I felt like I connected well with the current faculty and really felt like it was a good fit, except for one disappointing part over lunch. I was asked to give a lecture so they could evaluate my teaching style, and I was ready with flashy PowerPoint in hand with a topic I had done research on so I could actually answer a question or two. However, about 15 minutes into the lecture, I realized I was getting warm and lightheaded. The walls started closing in. I realized I was standing locking my legs in a warm suit jacket and hadn’t had much to drink for water. I started talking faster, thinking I could just get through it and no one would notice, but then one of the faculty members stood up and got me a glass of water and I noticed a bead of sweat dripping down my nose, so I finally quit faking it, apologized to the audience, and led the rest of the lecture and discussion from a seat in front of the podium. I was so embarrassed. I have had similar presyncopal vasovagal-y episodes before, but this was the first in front of a large group of people. Hopefully, I’ll get points for finishing regardless of my obvious physiologic distress…

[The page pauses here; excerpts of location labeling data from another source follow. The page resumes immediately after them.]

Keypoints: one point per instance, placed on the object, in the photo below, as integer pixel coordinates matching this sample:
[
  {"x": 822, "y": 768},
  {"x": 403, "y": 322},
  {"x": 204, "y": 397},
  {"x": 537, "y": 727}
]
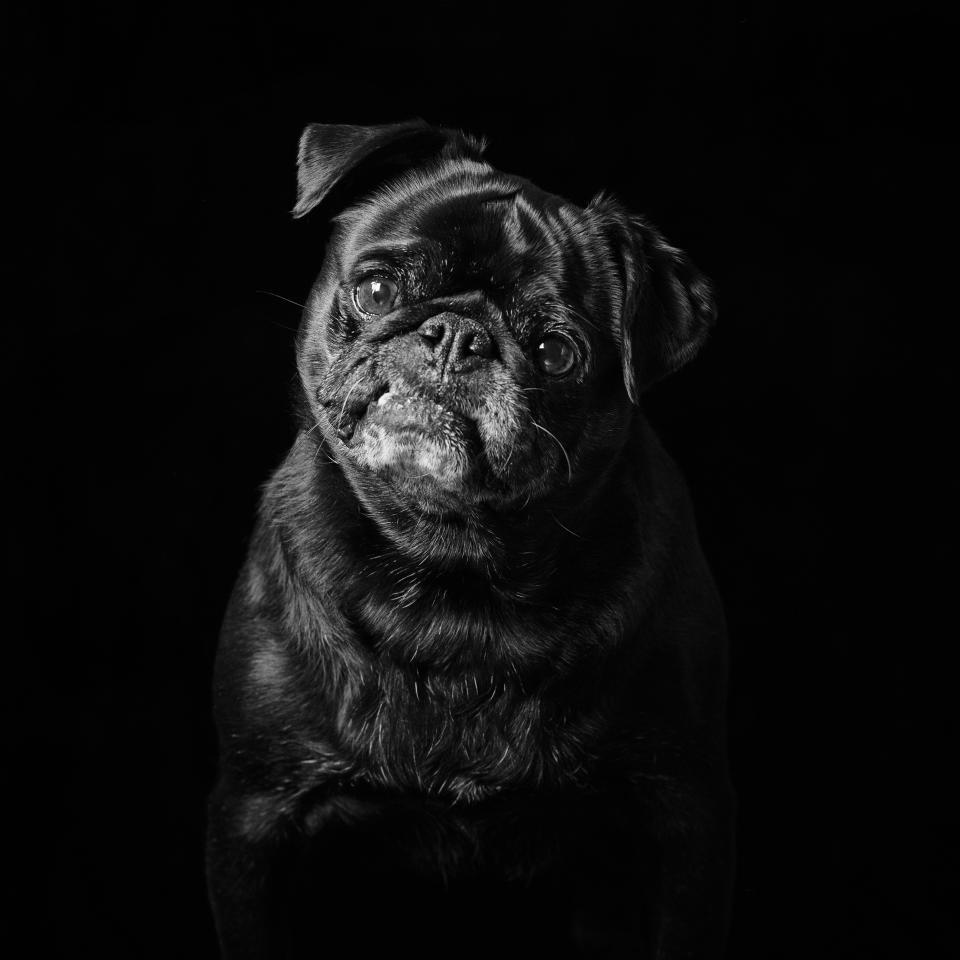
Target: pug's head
[{"x": 473, "y": 343}]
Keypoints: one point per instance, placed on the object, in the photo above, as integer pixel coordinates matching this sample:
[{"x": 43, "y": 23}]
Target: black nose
[{"x": 456, "y": 343}]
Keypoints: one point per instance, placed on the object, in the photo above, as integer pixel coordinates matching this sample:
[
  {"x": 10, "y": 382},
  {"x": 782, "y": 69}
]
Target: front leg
[
  {"x": 692, "y": 827},
  {"x": 250, "y": 857}
]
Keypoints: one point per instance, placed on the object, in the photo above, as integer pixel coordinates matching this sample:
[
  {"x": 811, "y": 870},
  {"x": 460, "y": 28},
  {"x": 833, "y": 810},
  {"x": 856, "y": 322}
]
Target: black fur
[{"x": 470, "y": 687}]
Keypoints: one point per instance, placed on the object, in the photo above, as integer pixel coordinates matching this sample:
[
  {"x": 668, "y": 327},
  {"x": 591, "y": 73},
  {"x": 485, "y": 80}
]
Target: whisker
[
  {"x": 562, "y": 527},
  {"x": 346, "y": 400},
  {"x": 563, "y": 449},
  {"x": 303, "y": 306}
]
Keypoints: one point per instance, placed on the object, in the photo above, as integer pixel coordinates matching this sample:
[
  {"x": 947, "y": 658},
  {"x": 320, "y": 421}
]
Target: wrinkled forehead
[{"x": 493, "y": 225}]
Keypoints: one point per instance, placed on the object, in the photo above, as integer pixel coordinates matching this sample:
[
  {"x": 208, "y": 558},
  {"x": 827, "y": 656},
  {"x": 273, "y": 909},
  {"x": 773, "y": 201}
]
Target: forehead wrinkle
[
  {"x": 542, "y": 236},
  {"x": 436, "y": 184}
]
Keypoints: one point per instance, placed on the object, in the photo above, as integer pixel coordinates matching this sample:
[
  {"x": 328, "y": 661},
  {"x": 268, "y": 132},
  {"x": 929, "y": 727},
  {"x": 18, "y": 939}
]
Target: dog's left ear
[
  {"x": 345, "y": 161},
  {"x": 667, "y": 306}
]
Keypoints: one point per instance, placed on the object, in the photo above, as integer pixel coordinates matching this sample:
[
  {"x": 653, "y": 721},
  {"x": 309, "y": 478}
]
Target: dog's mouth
[{"x": 404, "y": 432}]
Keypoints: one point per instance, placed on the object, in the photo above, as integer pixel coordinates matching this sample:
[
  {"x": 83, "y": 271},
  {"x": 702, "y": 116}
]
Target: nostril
[{"x": 432, "y": 332}]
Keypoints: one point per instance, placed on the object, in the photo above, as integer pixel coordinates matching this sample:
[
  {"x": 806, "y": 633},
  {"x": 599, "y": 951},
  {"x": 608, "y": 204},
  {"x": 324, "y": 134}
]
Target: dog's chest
[{"x": 464, "y": 740}]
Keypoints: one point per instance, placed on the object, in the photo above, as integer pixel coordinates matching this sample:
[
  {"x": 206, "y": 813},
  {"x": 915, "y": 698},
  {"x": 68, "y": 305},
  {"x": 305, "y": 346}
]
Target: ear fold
[
  {"x": 667, "y": 306},
  {"x": 341, "y": 158}
]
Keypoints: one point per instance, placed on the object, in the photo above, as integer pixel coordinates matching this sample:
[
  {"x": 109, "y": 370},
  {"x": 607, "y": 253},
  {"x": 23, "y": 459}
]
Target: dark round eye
[
  {"x": 375, "y": 295},
  {"x": 555, "y": 355}
]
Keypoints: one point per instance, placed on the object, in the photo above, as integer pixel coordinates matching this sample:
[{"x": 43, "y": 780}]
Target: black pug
[{"x": 470, "y": 688}]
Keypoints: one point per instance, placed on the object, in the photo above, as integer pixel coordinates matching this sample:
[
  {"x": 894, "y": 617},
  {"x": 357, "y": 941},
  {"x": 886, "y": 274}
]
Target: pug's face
[{"x": 467, "y": 343}]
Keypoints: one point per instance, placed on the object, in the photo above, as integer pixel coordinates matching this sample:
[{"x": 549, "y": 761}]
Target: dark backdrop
[{"x": 801, "y": 154}]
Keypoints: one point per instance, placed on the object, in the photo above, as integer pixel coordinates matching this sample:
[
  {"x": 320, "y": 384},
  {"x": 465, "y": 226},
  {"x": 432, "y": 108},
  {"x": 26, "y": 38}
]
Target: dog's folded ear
[
  {"x": 667, "y": 306},
  {"x": 340, "y": 160}
]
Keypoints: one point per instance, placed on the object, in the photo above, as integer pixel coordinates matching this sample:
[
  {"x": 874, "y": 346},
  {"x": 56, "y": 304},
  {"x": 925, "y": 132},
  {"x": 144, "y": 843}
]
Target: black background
[{"x": 802, "y": 154}]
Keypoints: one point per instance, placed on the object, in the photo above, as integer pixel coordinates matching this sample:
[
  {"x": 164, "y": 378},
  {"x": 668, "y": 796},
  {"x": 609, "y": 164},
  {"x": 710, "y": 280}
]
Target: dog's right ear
[{"x": 347, "y": 160}]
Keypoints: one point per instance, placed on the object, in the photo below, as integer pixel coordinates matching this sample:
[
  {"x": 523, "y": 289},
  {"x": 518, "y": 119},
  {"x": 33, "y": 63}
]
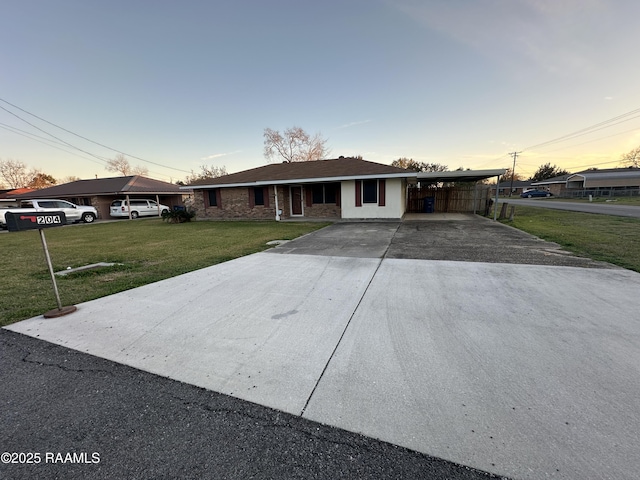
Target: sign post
[{"x": 39, "y": 221}]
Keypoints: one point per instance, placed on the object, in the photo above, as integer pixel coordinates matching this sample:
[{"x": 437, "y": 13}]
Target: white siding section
[{"x": 395, "y": 199}]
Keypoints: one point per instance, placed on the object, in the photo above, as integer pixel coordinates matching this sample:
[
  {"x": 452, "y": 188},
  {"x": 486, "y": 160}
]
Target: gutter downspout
[
  {"x": 495, "y": 209},
  {"x": 275, "y": 192}
]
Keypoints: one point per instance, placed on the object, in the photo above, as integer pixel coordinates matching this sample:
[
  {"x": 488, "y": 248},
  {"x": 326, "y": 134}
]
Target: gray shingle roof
[{"x": 320, "y": 169}]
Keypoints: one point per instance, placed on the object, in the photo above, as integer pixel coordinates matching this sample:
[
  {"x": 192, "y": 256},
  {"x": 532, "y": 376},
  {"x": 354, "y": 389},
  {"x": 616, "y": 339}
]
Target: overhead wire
[{"x": 81, "y": 136}]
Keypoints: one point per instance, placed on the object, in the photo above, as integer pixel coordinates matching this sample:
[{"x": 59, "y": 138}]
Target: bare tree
[
  {"x": 411, "y": 164},
  {"x": 205, "y": 172},
  {"x": 121, "y": 165},
  {"x": 294, "y": 145},
  {"x": 15, "y": 173},
  {"x": 41, "y": 180},
  {"x": 632, "y": 158},
  {"x": 509, "y": 175},
  {"x": 68, "y": 179}
]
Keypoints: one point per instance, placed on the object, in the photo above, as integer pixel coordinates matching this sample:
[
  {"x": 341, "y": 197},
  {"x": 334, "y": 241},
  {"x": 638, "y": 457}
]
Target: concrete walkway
[{"x": 528, "y": 371}]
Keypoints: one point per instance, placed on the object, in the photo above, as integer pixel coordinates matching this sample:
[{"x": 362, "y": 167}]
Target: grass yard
[
  {"x": 149, "y": 250},
  {"x": 601, "y": 237},
  {"x": 613, "y": 200}
]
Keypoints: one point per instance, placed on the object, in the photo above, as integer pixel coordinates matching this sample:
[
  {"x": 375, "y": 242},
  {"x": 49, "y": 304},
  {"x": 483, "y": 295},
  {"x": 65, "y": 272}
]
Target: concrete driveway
[{"x": 526, "y": 369}]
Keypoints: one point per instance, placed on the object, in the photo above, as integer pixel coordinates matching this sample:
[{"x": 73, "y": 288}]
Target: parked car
[
  {"x": 536, "y": 193},
  {"x": 139, "y": 208},
  {"x": 74, "y": 213}
]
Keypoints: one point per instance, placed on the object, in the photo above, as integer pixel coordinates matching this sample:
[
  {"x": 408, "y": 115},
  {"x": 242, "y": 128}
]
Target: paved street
[
  {"x": 611, "y": 208},
  {"x": 525, "y": 370}
]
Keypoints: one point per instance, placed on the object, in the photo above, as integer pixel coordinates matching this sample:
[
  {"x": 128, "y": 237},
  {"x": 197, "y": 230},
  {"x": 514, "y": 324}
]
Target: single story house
[
  {"x": 100, "y": 192},
  {"x": 346, "y": 188},
  {"x": 556, "y": 185},
  {"x": 605, "y": 182},
  {"x": 612, "y": 178},
  {"x": 516, "y": 189}
]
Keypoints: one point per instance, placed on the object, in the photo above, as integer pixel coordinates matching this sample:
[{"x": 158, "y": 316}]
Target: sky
[{"x": 179, "y": 84}]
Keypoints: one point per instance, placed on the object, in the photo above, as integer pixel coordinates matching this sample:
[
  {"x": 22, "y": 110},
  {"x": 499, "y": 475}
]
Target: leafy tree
[
  {"x": 411, "y": 164},
  {"x": 41, "y": 180},
  {"x": 121, "y": 165},
  {"x": 294, "y": 145},
  {"x": 632, "y": 158},
  {"x": 205, "y": 172},
  {"x": 547, "y": 171}
]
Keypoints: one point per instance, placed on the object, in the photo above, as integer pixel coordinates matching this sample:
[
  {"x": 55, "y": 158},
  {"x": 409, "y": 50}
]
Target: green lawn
[
  {"x": 614, "y": 200},
  {"x": 149, "y": 250},
  {"x": 601, "y": 237}
]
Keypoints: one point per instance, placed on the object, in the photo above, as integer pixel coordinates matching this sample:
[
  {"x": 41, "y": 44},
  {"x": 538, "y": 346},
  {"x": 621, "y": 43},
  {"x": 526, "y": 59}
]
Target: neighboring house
[
  {"x": 337, "y": 188},
  {"x": 609, "y": 179},
  {"x": 100, "y": 192},
  {"x": 505, "y": 187},
  {"x": 556, "y": 185},
  {"x": 345, "y": 188},
  {"x": 607, "y": 182}
]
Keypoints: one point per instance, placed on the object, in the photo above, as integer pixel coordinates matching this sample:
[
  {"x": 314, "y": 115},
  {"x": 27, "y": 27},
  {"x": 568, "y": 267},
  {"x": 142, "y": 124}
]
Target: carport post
[{"x": 495, "y": 209}]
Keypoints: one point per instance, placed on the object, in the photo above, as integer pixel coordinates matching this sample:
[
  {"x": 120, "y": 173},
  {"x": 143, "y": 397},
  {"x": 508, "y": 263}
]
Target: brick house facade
[{"x": 338, "y": 188}]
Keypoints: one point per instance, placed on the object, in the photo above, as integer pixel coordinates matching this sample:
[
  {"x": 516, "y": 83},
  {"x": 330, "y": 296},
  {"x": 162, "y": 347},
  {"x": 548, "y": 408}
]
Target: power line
[
  {"x": 80, "y": 136},
  {"x": 593, "y": 128}
]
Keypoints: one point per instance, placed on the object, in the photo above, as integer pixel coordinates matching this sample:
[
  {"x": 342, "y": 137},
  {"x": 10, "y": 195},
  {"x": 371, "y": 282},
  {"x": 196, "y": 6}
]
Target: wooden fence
[{"x": 450, "y": 199}]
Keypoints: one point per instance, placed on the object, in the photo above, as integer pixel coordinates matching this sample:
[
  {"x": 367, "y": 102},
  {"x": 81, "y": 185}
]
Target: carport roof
[{"x": 460, "y": 175}]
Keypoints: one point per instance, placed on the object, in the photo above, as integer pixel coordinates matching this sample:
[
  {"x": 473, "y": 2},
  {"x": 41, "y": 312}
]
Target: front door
[{"x": 296, "y": 200}]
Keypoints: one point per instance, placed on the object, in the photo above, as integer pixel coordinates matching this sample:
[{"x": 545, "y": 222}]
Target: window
[
  {"x": 324, "y": 192},
  {"x": 213, "y": 197},
  {"x": 258, "y": 195},
  {"x": 331, "y": 193},
  {"x": 370, "y": 191},
  {"x": 317, "y": 192}
]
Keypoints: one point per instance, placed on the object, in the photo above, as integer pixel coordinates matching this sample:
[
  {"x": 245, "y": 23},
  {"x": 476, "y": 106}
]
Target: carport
[{"x": 452, "y": 191}]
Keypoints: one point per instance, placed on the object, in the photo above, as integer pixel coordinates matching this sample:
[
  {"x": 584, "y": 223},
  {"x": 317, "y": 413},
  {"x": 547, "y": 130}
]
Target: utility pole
[{"x": 513, "y": 170}]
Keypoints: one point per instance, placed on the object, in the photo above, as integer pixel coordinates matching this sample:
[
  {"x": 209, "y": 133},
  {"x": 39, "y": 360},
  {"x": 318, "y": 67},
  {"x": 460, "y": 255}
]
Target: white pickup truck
[{"x": 74, "y": 213}]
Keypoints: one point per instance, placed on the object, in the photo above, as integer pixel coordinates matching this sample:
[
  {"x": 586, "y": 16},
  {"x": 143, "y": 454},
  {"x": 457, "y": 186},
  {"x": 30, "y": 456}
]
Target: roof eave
[{"x": 302, "y": 180}]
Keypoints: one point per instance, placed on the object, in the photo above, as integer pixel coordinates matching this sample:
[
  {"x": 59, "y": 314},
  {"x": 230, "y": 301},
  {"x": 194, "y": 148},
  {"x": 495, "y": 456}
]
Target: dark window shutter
[
  {"x": 308, "y": 193},
  {"x": 266, "y": 197}
]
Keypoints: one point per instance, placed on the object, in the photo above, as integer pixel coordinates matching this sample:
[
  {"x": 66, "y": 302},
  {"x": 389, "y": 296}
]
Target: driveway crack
[{"x": 344, "y": 331}]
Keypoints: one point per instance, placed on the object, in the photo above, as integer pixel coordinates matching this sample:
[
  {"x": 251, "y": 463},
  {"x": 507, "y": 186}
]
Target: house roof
[
  {"x": 131, "y": 184},
  {"x": 549, "y": 181},
  {"x": 617, "y": 173},
  {"x": 302, "y": 172},
  {"x": 460, "y": 175}
]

The rest of the day went well but I still won’t hear from them for at least a month. The more I go to other interviews, the more unappealing pumping out RVUs day after day seems to be. I’ve had to stop myself numerous times from emailing the program director “Pick me! I think your program is exactly what I’ve been looking for! We want to live in your town FOREVER!”. But that probably looks bad so I haven’t. 😝 It’s my first choice for a job. I think I’m a decent candidate, but if someone swoops in with experience and/or someone from within their own system is interested, my chances probably aren’t looking too good.
I had another job interview at a community clinic within the past few days. It meets all my non-academic job wish list items except one. I’ve gotten more idealistic rather than less as medical school and residency have gone by, and I was really hoping to work in at least a somewhat underserved community – but this job is in the heart of a beautiful suburb which wasn’t what I was picturing for myself at all. The more I think about my list of what I want in a job, the more I realize that this is probably a very good fit for me, but there’s just a small hesitant piece of me that feels like a sell-out. Which is why I’m turning to you all for stories and advice – was there anything you had to sacrifice off your wish list to find a job you were still reasonably happy in?